Die Frage, wie es einer mit dem Deutschen hält, geisterte im Zuge der Geschichte und in vielen Geschichten immer wieder durch die Schriften Österreichs, denn deutsch war hier eben nicht das Vaterland, sondern das, was vermeinte, die eigentliche Heimat zu sein, als lebte da nicht seit jeher eine Mischkulanz an Menschen unterschiedlicher Herkunft. Der Leitsatz "meaoiswiamia" – also: "mehr als unsereins" – verweist nicht nur auf diese heimische Melange, sondern auch auf die spezifisch österreichische Literaturtradition der Kritik an der Sprache und an den Sprachen schlechthin. Dieser Echoraum ist erfüllt vom fernen Nachhall des einstigen Vielvölkerreichs, der jahrzehntelang verstummt war, doch durch die jüngere Zuwanderung an neuer Kraft gewinnt. In den vielseitigen Büchern österreichischer Dichtung kann nachgelesen werden, wie verkürzt es stets schon war, das Land und seine Leute auf eine einzige völkische Formel bringen zu wollen.

Feiste Selbstgerechtigkeit

"meaoiswiamia" will dem einschlägigen Schlachtruf "miasanmia" entgegenschallen, jener feisten Selbstgerechtigkeit, die außer sich selbst nichts kennen will. In dem nicht immer gar so gastlichen Gastland werden wieder Koalitionen geschlossen mit Politikern, die Lieder zu singen wissen, von der siebenten Million vergaster Juden, die es noch zu schaffen gilt. Legitimiert wird auf diese Weise solch ein Bündnis im Bund. Unerträglich ist, was beinah wie eine groteske Fiktion wirkt: Was früher nur der Namen eines Bundeslandes war, klingt nun wie ein politisches Projekt für den ganzen Staat: "Niederösterreich!"

"Vielerorts – ob in Ungarn, in Italien, in Polen, in Israel – kommen in den letzten Jahren Kräfte an die Macht, die im Namen des Nationalen alles Ungleiche und Eigenwillige ausgrenzen wollen."

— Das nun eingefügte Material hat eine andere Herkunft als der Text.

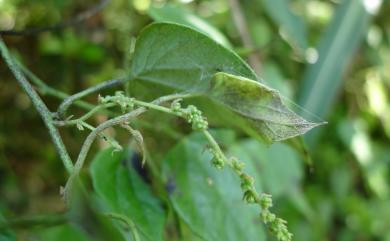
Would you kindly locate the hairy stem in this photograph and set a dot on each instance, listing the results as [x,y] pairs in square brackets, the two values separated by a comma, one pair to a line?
[61,112]
[84,117]
[40,106]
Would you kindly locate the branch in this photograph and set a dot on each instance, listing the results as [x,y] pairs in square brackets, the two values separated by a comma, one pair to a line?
[61,112]
[72,22]
[40,106]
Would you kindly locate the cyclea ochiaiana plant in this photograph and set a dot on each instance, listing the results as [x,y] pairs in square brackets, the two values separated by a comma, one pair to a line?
[193,79]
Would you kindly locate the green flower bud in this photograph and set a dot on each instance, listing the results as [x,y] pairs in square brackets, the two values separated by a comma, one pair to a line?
[246,181]
[249,196]
[265,201]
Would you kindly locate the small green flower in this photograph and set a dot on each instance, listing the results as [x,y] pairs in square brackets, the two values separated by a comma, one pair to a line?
[265,201]
[249,196]
[246,181]
[217,161]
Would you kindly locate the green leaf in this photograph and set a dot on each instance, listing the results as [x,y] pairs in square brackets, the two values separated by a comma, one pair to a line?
[209,200]
[62,232]
[260,105]
[177,14]
[183,59]
[335,51]
[292,25]
[278,160]
[125,193]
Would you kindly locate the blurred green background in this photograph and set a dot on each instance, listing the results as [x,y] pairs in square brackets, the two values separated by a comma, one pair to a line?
[330,57]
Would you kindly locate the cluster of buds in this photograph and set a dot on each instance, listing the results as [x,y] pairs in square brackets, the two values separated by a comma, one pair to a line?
[277,226]
[191,114]
[218,159]
[126,103]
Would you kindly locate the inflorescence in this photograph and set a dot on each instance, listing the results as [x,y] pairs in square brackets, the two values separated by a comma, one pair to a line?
[277,226]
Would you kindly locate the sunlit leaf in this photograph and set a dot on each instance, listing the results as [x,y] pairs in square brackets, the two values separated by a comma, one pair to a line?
[186,60]
[177,14]
[125,193]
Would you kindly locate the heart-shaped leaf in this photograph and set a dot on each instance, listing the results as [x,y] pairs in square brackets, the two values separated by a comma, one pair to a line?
[186,60]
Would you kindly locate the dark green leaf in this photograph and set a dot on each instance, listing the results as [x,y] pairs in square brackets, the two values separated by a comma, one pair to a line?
[5,233]
[125,193]
[207,199]
[278,160]
[62,232]
[184,59]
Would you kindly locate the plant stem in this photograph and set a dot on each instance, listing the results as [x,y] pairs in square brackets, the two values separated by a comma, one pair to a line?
[61,112]
[44,89]
[40,106]
[30,222]
[84,117]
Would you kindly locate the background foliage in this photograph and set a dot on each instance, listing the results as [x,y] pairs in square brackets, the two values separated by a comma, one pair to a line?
[332,57]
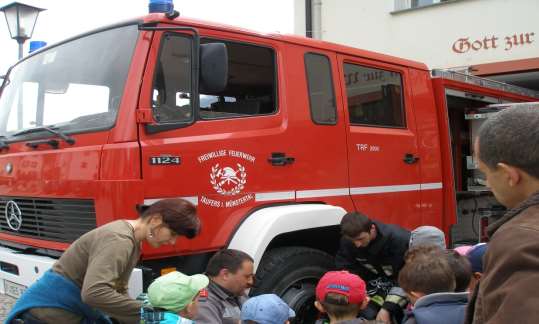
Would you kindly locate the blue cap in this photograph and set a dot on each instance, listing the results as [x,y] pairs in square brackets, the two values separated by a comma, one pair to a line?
[475,256]
[266,309]
[35,45]
[161,6]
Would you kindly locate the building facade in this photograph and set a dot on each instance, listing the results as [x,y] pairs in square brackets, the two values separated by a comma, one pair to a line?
[498,39]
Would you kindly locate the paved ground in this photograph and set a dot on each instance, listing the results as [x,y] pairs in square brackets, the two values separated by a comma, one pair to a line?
[5,305]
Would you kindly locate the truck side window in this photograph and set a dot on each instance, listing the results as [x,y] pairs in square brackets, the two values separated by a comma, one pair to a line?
[171,97]
[251,88]
[374,96]
[321,91]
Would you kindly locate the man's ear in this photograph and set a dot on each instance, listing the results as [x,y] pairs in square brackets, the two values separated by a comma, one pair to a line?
[155,220]
[224,273]
[319,306]
[512,174]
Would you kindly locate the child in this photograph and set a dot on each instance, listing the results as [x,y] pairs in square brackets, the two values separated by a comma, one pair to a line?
[341,295]
[475,256]
[429,283]
[266,309]
[173,299]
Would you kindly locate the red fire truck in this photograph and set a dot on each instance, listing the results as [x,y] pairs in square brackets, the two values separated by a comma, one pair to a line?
[273,137]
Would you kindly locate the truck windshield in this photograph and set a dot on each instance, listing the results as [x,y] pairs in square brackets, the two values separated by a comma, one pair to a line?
[75,86]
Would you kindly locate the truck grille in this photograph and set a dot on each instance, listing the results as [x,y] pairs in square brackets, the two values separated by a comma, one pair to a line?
[59,220]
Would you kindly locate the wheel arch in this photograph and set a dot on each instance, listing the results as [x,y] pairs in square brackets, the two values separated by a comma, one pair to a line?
[309,225]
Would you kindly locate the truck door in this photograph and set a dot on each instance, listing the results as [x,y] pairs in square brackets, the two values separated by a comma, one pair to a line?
[217,156]
[382,143]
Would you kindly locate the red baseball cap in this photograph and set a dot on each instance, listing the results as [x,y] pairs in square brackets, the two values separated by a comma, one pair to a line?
[342,283]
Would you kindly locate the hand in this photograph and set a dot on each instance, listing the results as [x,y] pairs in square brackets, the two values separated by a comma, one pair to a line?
[384,316]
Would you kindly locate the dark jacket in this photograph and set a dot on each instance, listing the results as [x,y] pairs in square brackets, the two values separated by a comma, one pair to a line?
[378,264]
[438,308]
[216,305]
[382,257]
[508,290]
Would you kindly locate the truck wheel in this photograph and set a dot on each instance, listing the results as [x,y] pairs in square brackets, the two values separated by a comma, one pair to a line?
[292,273]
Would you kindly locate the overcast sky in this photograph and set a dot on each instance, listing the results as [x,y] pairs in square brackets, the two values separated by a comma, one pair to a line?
[65,18]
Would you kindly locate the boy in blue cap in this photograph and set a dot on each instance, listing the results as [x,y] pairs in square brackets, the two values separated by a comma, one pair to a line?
[266,309]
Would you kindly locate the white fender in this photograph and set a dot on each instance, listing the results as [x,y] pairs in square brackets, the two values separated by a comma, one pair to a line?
[256,232]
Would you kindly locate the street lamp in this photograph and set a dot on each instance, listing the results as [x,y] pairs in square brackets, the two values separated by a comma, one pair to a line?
[21,20]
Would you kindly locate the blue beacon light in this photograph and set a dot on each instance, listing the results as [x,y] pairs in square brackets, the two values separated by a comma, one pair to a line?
[35,45]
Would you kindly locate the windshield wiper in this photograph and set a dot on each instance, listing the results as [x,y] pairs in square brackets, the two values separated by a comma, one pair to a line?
[50,129]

Solche Koalitionen sind längst keine austriakische Spezialität mehr – was allerdings auch kein wahrer Trost ist … Vielerorts – ob in Ungarn, in Italien, in Polen, in Israel – kommen in den letzten Jahren Kräfte an die Macht, die im Namen des Nationalen alles Ungleiche und Eigenwillige ausgrenzen wollen. Sie machen mobil gegen die offene Gesellschaft und gegen alle freie Kunst, die sich in ihren Werken jeglicher Bevormundung zu widersetzen versucht. Unabhängige Redaktionen geraten derweil in die Krise. Boulevard und Hetzmagazine werden gefördert und die "Wiener Zeitung", das älteste noch erscheinende Tagesblatt der Welt, wird unterdessen eingestellt.

Literatur, die uns nicht mit Regierungsinseraten, sondern mit ihren Worten allein bestechen kann, wirkt dagegen jenseits der Quoten und der Klicks. Sie spricht an, was in der Öffentlichkeit sonst so gerne totgeschwiegen wird. Sie verhilft dem Unerhörten zum Widerhall. Bekanntlich war das, was in der deutschen Bundesrepublik längst niemandem mehr wurscht sein durfte, im Alpenland noch vielen allemal blunzn. Dort, wo alles Ungleiche niedergestampft und schuhgeplattelt, über jegliche Ungereimtheit hinweggeschunkelt und wienergewalzt wird, lehrt uns Dichtung, auf jeden Ton und jeden Missklang zu achten.

Zauber der Dichtung

Aber gilt das, wovon ich hier rede, etwa nur für die Poetik dieses einen Staates? Die Kunst, uns jene Geschichten zu erzählen, von denen bisher niemand wissen wollte, kennen wir doch auch von anderen Nationen. Vielfalt kennzeichnet nicht nur die Literatur Österreichs. Ist das nicht eben jener Zauber, den wir an jeder Dichtung schätzen?

"Die eigentliche Gefahr könnte nicht so sehr in der Europäisierung Österreichs, sondern eher in der Austrofizierung Europas liegen."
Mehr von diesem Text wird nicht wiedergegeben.